Chard: "Deal puts MPG at the top of the league table"
MPG plans multi-million pound spend following CUP deal
By Hannah Jordan Wednesday, 04 July 2012
The Bodmin-based firm will take over CUP's European print work this month after two-thirds of the Cambridge staff voted in favour of the deal last week.
Under the agreement former employees will see their annual holiday entitlement reduced from 28 days to 26, in line with existing MPG staff, while salaries and pension entitlements will remain the same. CUP management has agreed to honour a profit related bonus earned by employees to date.
Of the 69 positions held at Cambridge Printing Services, CUP’s printing arm, around 55 are secure and will transfer to MPG under TUPE regulations. The remaining 14 staff, from administrative and pre-press roles, could seek redundancy although MPG said it would look to redeploy them within the company.
MPG will take over a new factory in the Barhill area of Cambridge from March 2013 and will transfer a single KBA Rapida 105 10-colour press to the site from CUP. It is also understood that MPG will deploy high-speed inkjet at the site providing all staff with training in the technology as it is not currently employed at CUP.
In the coming weeks MPG is expected to announce further developments including details of a "multi-million pound" investment programme.
Chief executive Tony Chard said the future was very exciting: "The agreement with CUP puts MPG at the top of the league table in the academic book and journal market. We’ll be number one by both volume and profitability by the time we have completed our programme of changes."
"Our top ten customers are global publishers and this agreement allows us to integrate with them more along with a workforce that are world-renowned for fantastic quality. It is a powerful combination."

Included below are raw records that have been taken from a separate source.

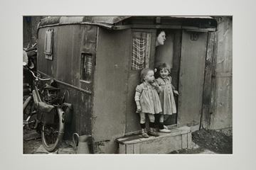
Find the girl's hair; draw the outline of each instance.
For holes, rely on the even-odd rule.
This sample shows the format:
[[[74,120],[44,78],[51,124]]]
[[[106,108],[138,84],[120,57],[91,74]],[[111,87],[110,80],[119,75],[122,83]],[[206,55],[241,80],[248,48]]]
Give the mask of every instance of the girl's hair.
[[[164,30],[162,30],[162,29],[158,29],[156,30],[156,38],[158,37],[158,35],[161,33],[161,32],[164,31],[166,35],[166,33],[164,31]]]
[[[167,69],[168,72],[169,72],[169,73],[171,73],[171,67],[170,67],[168,64],[166,64],[166,63],[165,63],[165,62],[161,63],[161,64],[156,67],[156,74],[157,75],[157,77],[160,76],[160,71],[162,70],[163,69]]]
[[[141,81],[144,82],[144,78],[146,75],[146,74],[149,72],[149,71],[152,71],[154,72],[153,69],[149,69],[149,68],[146,68],[146,69],[143,69],[141,72],[141,74],[140,74],[140,78],[141,78]]]

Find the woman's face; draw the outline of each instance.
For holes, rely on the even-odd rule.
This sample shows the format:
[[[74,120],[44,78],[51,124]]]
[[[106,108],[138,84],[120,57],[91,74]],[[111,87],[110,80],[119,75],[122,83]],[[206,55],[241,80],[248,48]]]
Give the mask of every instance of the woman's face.
[[[153,70],[149,70],[146,75],[144,77],[144,80],[148,83],[153,83],[154,81],[154,72]]]
[[[159,35],[157,36],[157,42],[159,45],[164,45],[166,40],[166,35],[164,31],[161,31]]]
[[[161,77],[163,79],[166,78],[168,76],[168,75],[169,74],[169,72],[168,69],[162,69],[161,70],[160,70],[159,73],[160,73]]]

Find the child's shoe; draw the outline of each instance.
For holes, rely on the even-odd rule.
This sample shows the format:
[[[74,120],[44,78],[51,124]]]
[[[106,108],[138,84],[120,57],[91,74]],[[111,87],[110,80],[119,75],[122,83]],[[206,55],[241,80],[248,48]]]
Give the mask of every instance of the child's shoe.
[[[169,133],[171,132],[171,130],[169,129],[159,129],[159,132],[166,132],[166,133]]]
[[[142,129],[142,137],[144,137],[144,138],[149,138],[149,136],[146,134],[146,129]]]
[[[148,132],[148,135],[149,136],[154,136],[154,137],[159,136],[159,135],[156,132],[154,132],[154,128],[149,128],[149,131]]]

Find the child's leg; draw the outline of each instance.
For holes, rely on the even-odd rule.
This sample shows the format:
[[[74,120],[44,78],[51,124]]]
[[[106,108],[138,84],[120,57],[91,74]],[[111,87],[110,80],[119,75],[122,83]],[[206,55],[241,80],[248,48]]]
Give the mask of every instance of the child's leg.
[[[142,137],[148,138],[149,135],[146,134],[146,114],[145,113],[140,113],[139,116],[140,116],[140,125],[142,128]]]
[[[159,136],[157,132],[154,132],[155,128],[155,117],[153,114],[147,114],[149,118],[149,135],[151,136]]]
[[[159,132],[171,132],[171,130],[169,129],[165,129],[164,128],[164,115],[161,114],[159,118]]]

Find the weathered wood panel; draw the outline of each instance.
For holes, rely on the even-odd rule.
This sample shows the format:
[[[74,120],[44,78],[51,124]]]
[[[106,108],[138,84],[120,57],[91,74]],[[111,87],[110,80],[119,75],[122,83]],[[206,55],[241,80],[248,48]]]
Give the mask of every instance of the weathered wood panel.
[[[232,17],[218,17],[215,86],[210,128],[232,127]]]
[[[210,124],[210,114],[212,111],[212,84],[213,67],[213,52],[215,33],[208,33],[207,54],[205,68],[205,78],[203,94],[203,110],[201,115],[201,128],[209,128]]]
[[[50,28],[54,29],[53,60],[46,59],[43,54],[46,31]],[[91,134],[91,94],[75,89],[80,87],[81,42],[79,25],[41,28],[38,32],[38,70],[63,82],[60,88],[68,91],[66,102],[73,104],[73,120],[65,130],[69,139],[75,132],[80,135]]]
[[[130,35],[130,30],[99,28],[92,119],[95,142],[111,143],[124,135]]]
[[[179,79],[178,125],[198,124],[202,108],[207,33],[183,32]]]

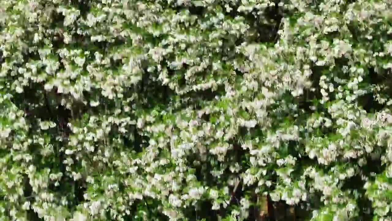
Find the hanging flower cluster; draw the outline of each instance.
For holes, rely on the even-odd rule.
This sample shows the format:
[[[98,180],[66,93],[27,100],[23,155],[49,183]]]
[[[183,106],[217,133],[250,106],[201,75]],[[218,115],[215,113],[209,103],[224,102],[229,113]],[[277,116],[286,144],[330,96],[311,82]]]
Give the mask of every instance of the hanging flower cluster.
[[[392,221],[391,39],[388,0],[0,0],[0,220],[254,220],[267,195]]]

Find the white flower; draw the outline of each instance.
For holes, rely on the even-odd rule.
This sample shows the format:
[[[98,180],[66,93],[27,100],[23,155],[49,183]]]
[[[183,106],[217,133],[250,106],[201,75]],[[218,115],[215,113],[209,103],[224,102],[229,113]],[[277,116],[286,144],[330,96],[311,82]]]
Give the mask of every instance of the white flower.
[[[210,190],[210,197],[213,199],[216,199],[218,198],[218,192],[215,190]]]
[[[90,105],[91,107],[96,107],[99,105],[99,101],[90,101]]]
[[[216,201],[214,201],[212,203],[212,207],[211,209],[213,210],[217,210],[220,208],[220,204],[218,203]]]
[[[101,201],[95,201],[93,202],[90,206],[90,211],[91,215],[94,215],[98,214],[101,208]]]

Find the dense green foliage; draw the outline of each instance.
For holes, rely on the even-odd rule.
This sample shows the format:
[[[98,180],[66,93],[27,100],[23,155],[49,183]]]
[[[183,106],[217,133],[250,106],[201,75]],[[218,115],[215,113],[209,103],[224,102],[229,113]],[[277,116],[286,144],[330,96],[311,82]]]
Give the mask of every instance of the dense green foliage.
[[[392,220],[390,0],[0,0],[0,220]]]

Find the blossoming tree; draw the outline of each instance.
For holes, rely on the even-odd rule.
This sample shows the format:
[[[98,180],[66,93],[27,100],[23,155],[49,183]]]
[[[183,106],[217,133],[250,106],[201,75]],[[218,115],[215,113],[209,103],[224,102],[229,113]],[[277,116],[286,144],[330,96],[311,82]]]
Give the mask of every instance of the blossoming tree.
[[[0,0],[0,220],[392,220],[390,0]]]

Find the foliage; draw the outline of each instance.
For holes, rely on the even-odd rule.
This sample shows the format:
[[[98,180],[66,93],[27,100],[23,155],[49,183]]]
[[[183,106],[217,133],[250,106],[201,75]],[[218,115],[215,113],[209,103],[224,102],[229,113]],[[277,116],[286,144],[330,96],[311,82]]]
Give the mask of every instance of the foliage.
[[[0,220],[392,220],[391,11],[0,0]]]

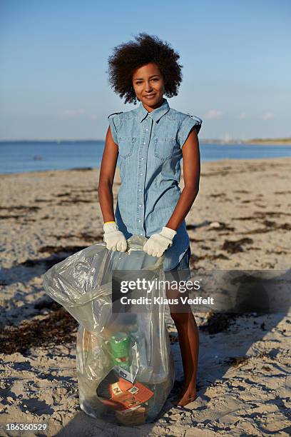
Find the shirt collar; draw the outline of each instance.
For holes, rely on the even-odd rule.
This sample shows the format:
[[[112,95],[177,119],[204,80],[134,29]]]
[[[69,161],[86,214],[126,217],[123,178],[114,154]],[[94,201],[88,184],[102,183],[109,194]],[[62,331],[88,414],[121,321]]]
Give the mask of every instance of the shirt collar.
[[[169,111],[170,106],[166,99],[163,99],[163,103],[160,106],[156,108],[156,109],[154,109],[151,112],[148,112],[141,101],[140,106],[138,109],[138,117],[141,123],[147,116],[150,119],[153,119],[155,123],[158,123],[160,119],[161,119],[163,116],[167,114],[167,112]]]

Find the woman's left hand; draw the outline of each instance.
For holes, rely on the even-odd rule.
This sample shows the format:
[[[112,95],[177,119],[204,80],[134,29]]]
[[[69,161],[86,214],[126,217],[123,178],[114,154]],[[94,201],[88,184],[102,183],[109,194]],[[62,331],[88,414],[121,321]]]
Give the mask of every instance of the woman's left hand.
[[[143,246],[143,251],[152,256],[162,256],[165,251],[172,246],[176,233],[173,229],[164,226],[161,232],[150,236]]]

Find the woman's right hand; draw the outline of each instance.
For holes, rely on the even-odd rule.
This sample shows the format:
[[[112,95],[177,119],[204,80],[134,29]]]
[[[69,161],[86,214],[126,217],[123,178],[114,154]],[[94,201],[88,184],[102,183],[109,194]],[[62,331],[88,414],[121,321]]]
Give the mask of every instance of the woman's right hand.
[[[106,221],[104,223],[103,231],[103,241],[106,243],[106,248],[113,251],[126,251],[126,238],[123,233],[118,231],[118,227],[115,221]]]

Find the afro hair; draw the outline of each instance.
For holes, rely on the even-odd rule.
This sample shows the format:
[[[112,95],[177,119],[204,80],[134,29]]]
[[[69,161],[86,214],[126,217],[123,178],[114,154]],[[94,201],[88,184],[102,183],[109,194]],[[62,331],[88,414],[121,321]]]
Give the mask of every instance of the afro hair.
[[[121,98],[125,96],[125,103],[136,104],[133,73],[136,69],[153,62],[163,76],[165,94],[168,97],[177,96],[182,81],[183,66],[178,63],[180,55],[158,36],[140,33],[135,39],[115,47],[108,58],[106,73],[111,88]]]

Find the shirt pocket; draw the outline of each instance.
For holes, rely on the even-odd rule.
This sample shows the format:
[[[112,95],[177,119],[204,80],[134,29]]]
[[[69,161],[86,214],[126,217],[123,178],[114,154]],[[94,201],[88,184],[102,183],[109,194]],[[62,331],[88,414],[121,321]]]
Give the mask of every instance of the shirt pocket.
[[[119,154],[123,159],[131,156],[136,138],[133,136],[120,137],[118,140]]]
[[[175,138],[155,138],[153,153],[155,158],[161,161],[170,158],[175,144]]]

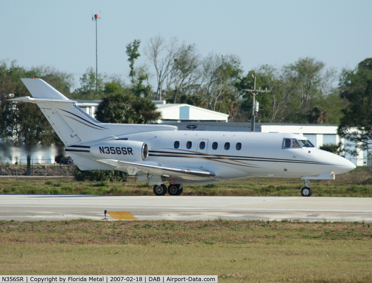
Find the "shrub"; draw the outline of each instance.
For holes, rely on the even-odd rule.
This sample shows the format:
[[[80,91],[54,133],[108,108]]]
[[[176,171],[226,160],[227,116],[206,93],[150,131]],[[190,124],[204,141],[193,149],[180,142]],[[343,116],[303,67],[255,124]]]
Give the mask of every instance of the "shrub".
[[[98,181],[101,182],[126,181],[126,174],[116,170],[87,170],[82,171],[77,168],[74,173],[77,181]]]

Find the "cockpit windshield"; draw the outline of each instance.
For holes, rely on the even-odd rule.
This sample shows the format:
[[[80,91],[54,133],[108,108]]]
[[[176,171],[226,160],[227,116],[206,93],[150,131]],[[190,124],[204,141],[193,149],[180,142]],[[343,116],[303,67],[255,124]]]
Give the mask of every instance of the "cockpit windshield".
[[[284,139],[282,148],[301,148],[303,147],[314,147],[311,142],[306,139]]]
[[[298,144],[297,141],[295,139],[292,140],[292,147],[299,147],[300,145]]]
[[[300,143],[300,144],[301,145],[301,147],[314,147],[314,146],[312,145],[311,142],[305,139],[299,139],[298,140],[298,142]]]

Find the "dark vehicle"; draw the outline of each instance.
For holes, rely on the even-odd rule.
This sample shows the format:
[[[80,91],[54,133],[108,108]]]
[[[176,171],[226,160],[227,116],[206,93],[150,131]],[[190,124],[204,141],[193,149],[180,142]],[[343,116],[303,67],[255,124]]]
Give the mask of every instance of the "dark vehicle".
[[[70,158],[61,158],[60,161],[61,164],[70,165],[74,164],[74,161]]]

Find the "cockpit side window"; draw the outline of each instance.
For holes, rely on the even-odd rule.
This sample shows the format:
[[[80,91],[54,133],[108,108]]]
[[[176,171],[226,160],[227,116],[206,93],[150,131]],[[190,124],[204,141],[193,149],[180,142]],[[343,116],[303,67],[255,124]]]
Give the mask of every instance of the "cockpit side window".
[[[295,139],[292,140],[292,147],[299,147],[300,145],[298,143],[298,142],[296,141]]]
[[[314,147],[312,144],[306,139],[299,139],[298,142],[300,143],[301,147]]]
[[[289,139],[284,140],[284,147],[291,147],[291,140]]]

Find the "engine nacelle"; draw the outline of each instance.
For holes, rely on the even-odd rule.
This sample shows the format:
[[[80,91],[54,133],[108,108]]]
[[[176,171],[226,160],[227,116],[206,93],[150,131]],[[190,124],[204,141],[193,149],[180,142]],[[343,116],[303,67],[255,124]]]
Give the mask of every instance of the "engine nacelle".
[[[148,147],[142,142],[109,141],[91,145],[90,155],[100,159],[142,161],[148,156]]]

CUP director of corporate affairs Peter Davison said overall the deal was the best outcome they could have hoped for: "We are proud that although CUP has had question marks for the last two years over the future of our commitment to owning our own printing work, we have been able to come up with an arrangement that secures so many jobs and a continuing high standard of print services."
"The employees were very proud to work for the oldest printing company in the world so it is very sad because it is the end of an era but the investment from MPG will be a breath of fresh air and will secure valuable jobs into retirement."